Während in Chemnitz noch um den richtigen Umgang mit österreichischen Neonazis gerungen wird, hat Augsburg derweil eine andere Vorgehensweise gewählt: die Stadt Augsburg hat Sellner nach der Ankündigung eines Vortrags in Augsburg mit einem „Stadt-Betretungsverbot“ an der Durchführung der angekündigten Veranstaltung am 1. Juli ERFOLGREICH gehindert. Allerdings scheint dabei die Augsburger Stadtverwaltung, nach Meinung der „DAZ“, von Sellner erfolgreich ausgetrickst worden zu sein. Der hatte seine Veranstaltung so organisiert, dass die Teilnehmenden am Dienstag an einem geheimen Platz in Augsburg abgeholt wurden und zum Veranstaltungsort ausserhalb der Stadt mit einem Shuttledienst gelangt seien. Die von der Polizei am Dienstag gestürmte und aufgelöste Veranstaltung im Roten-Tor-Park war, nach dem Betretungsverbot der Stadt, anscheinend nur zur Ablenkung inszeniert worden.

Auch wenn der Mediennazi Sellner bereits am Donnerstag verkleidet ins Chemnitzer Rathaus schleicht und dort auf dem Klo der Freien Sachsen die Nacht durchmacht, oder wenn er gar nicht ins Rathaus kommen sollte, der Vorstoss der Freien Sachsen zeigt deutlich, was zu erwarten ist, wenn Sellner, Kohlmann und die AfD nicht entschlossen von einer wachsamen und verteidigungsbereiten Zivilgesellschaft ins Museum verfrachtet werden.

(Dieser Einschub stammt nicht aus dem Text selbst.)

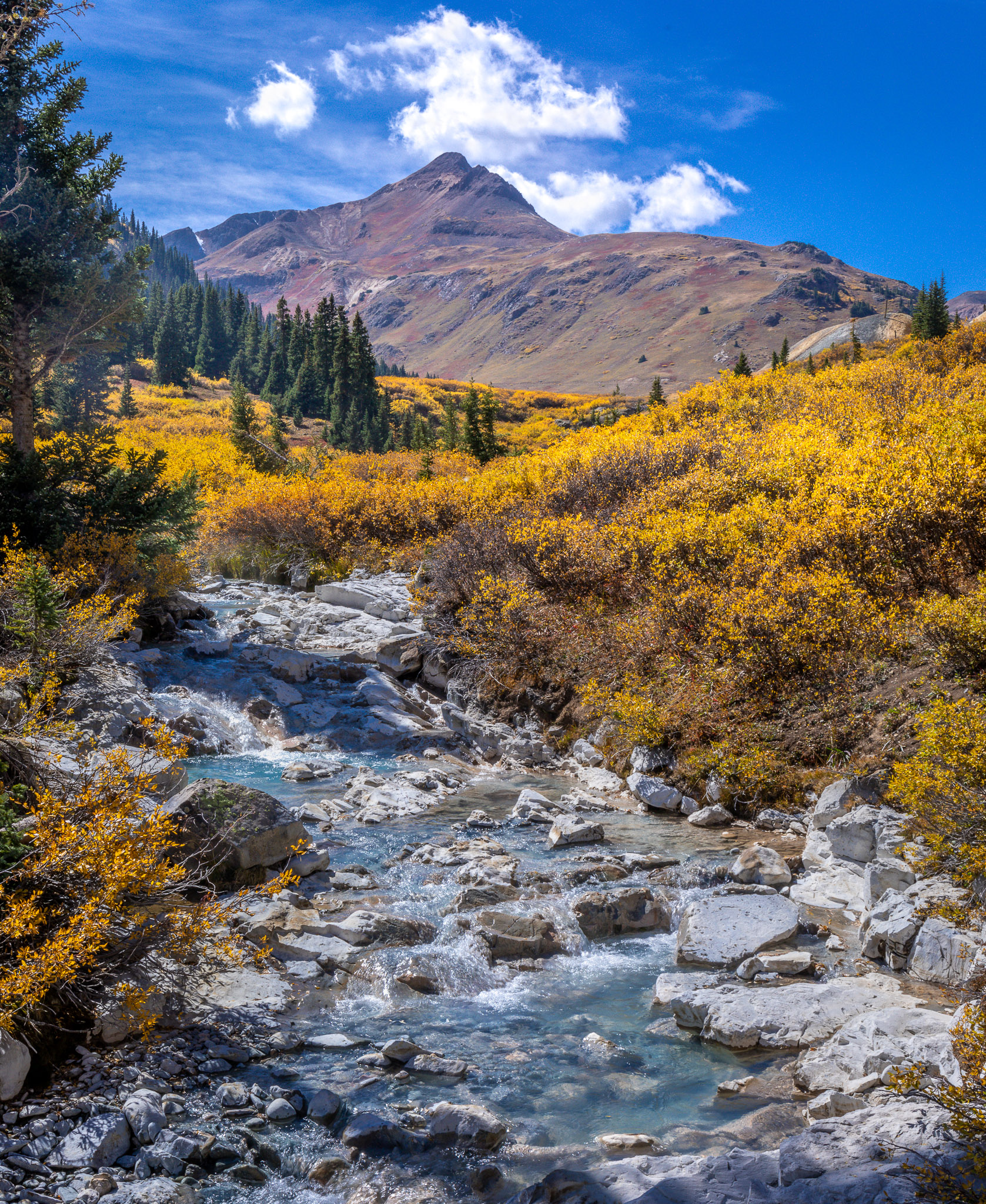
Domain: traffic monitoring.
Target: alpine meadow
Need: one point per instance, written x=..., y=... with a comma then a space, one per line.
x=493, y=664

Die Initiative „chemnitz_verbindet“, gegen den Auftritt des Mediennazis Sellner, wünscht sich, dass am kommenden Freitag möglichst viele Menschen um 17 Uhr zum Rathaus in Chemnitz kommen. Dann soll es eine Veranstaltung und eine Menschenkette geben. Der erneute Auftritt von Martin Sellner gehe nicht nur die Chemnitzerinnen an: Besonders herzlich eingeladen seien deshalb auch „Kulturhauptstadtbesucher*Innen aus Aue, Pirna, Zwickau, Schwarzenberg, Plauen, Bayern, Jena, Erfurt, Leipzig, Dresden und natürlich aus der Hauptstadt und von überall! Die Aktivitäten der rechtsextremen Scharfmacher in Chemnitz gehen uns ALLE an.“

Es gibt eine aktuelle Webseite zu den Protesten von „chemnitz_verbindet“ - alles klein geschrieben: „omas gegen rechts minus chemnitz punkt de slash news slash chemnitz minus verbindet“

Bei arte und auf YouTube gibt es eine aktuelle Dokumentation mit dem Titel „Re Doppelpunkt Influencer von Rechts“. Dort werden die Neonazis aus Chemnitz und Österreich und die Gefahr, die von Ihnen ausgeht, anschaulich vorgestellt.

Von der Radiotipi-Redaktion von Radio-T gibt es ein Radiofeature über „Nazis aus Österreich“. Radio-T wird diese Sendung am Samstag, dem 5. Juli um 15 Uhr als Radiospezial wiederholen. Die Sendung ist auch online abrufbar auf der Webseite „freie minus radios Punkt net“ unter dem Sendungstitel: „Oessipop: Martin Sellner in Chemnitz, alte und neue Nazis und Populisten in Österreich und Deutschland“.